What they would have learned, however, would have been no less unsettling.

Schauberger believed that his machines were generating an antigravity effect whose power potential was unlimited.

The CIC agents would have had little comprehension of the mechanics of the device — why should they? — but somebody must have been spooked by it. Why else did they incarcerate the old man for nine months? Why else did they threaten him?

By the early part of 1946, following the debriefings and their admonition to Schauberger never again to involve himself in "atomic" science, the CIC would have had in its possession the rudiments of an entirely new propulsion medium — one that 18 months later would have allowed General Nathan Twining, head of the USAAF's Air Materiel Command, to admit to a subordinate in a classified memorandum that it was possible "within the present U.S. knowledge — provided extensive detailed development is undertaken — to construct a piloted aircraft" with the operating characteristics of a UFO; a craft that seemingly defied the laws of physics. What had happened to this knowledge? Part of the answer, I felt sure, lay in some curious synchronicity between the final months of Viktor Schauberger's life and events that had started to unfold at around the same time in quiet corners of the North American aerospace industry.

In the spring of 1958, Schauberger, by now 72 years old and in poor health, was visited by Karl Gerchsheimer, a German-American acting as an intermediary for a U.S. financier and multimillionaire named Robert Donner, who had heard of Schauberger's inventions and wanted to develop and implement them in America.

Gerchsheimer, a 55-year-old German living in the U.S.A., was a man with a colorful past.

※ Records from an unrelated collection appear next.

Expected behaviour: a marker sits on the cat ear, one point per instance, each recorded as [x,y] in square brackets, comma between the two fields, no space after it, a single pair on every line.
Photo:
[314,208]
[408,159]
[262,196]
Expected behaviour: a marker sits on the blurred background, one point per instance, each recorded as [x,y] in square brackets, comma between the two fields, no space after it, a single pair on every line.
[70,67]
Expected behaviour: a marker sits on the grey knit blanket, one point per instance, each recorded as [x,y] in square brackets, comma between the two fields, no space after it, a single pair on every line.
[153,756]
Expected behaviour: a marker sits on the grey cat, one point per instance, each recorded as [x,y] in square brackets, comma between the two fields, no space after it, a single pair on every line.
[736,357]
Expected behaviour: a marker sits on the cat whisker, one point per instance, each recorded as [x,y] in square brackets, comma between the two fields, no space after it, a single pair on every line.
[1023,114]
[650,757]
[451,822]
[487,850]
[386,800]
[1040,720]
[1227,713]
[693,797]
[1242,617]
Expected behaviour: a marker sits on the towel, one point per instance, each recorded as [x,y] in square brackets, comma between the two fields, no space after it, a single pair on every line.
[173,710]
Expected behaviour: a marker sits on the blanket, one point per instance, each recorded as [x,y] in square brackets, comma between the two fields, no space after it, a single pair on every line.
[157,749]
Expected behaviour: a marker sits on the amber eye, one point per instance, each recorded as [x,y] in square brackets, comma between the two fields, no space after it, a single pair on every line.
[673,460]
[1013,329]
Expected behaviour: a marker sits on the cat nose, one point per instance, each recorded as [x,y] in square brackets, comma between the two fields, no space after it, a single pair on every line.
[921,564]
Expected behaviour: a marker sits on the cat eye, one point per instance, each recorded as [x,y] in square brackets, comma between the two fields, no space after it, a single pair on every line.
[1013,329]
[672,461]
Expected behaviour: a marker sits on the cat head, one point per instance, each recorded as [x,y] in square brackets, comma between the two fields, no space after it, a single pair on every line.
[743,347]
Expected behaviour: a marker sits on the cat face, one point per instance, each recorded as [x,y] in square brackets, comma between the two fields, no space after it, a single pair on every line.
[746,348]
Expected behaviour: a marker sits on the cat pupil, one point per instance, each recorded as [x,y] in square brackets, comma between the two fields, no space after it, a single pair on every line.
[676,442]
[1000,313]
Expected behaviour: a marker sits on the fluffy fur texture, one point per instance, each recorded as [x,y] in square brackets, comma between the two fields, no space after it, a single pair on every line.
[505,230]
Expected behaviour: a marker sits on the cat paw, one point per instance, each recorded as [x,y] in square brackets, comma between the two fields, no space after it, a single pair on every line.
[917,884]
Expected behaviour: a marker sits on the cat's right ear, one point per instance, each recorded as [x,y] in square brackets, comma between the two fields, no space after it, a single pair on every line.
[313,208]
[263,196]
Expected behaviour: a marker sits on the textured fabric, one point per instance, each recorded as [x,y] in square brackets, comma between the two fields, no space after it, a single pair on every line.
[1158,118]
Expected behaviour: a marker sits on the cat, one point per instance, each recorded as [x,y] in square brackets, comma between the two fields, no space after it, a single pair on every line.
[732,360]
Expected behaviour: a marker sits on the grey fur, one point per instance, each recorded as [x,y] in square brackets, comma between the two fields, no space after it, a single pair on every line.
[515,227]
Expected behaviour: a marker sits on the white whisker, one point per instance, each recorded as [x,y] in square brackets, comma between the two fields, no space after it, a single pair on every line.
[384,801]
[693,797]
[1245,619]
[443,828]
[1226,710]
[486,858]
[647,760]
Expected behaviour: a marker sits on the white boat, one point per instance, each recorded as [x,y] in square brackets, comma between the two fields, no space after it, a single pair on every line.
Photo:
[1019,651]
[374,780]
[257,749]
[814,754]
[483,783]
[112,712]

He left Germany in 1922, eventually settling in Texas in 1937. During the war, he appears to have been deeply involved in U.S. counterespionage activities, ending up as an intelligence agent, almost certainly for the CIC. From the war's end in 1945 to 1950, he was the U.S. civilian property administrator-in-chief in charge of all civil administration, logistics, transport and accommodation for the U.S. army of occupation, and in this role was described as "the most powerful nonmilitary individual in the U.S. zone." In 1950, he returned to the U.S., where he set up a metal fabrication business that ended up doing significant business, ironically, with NASA.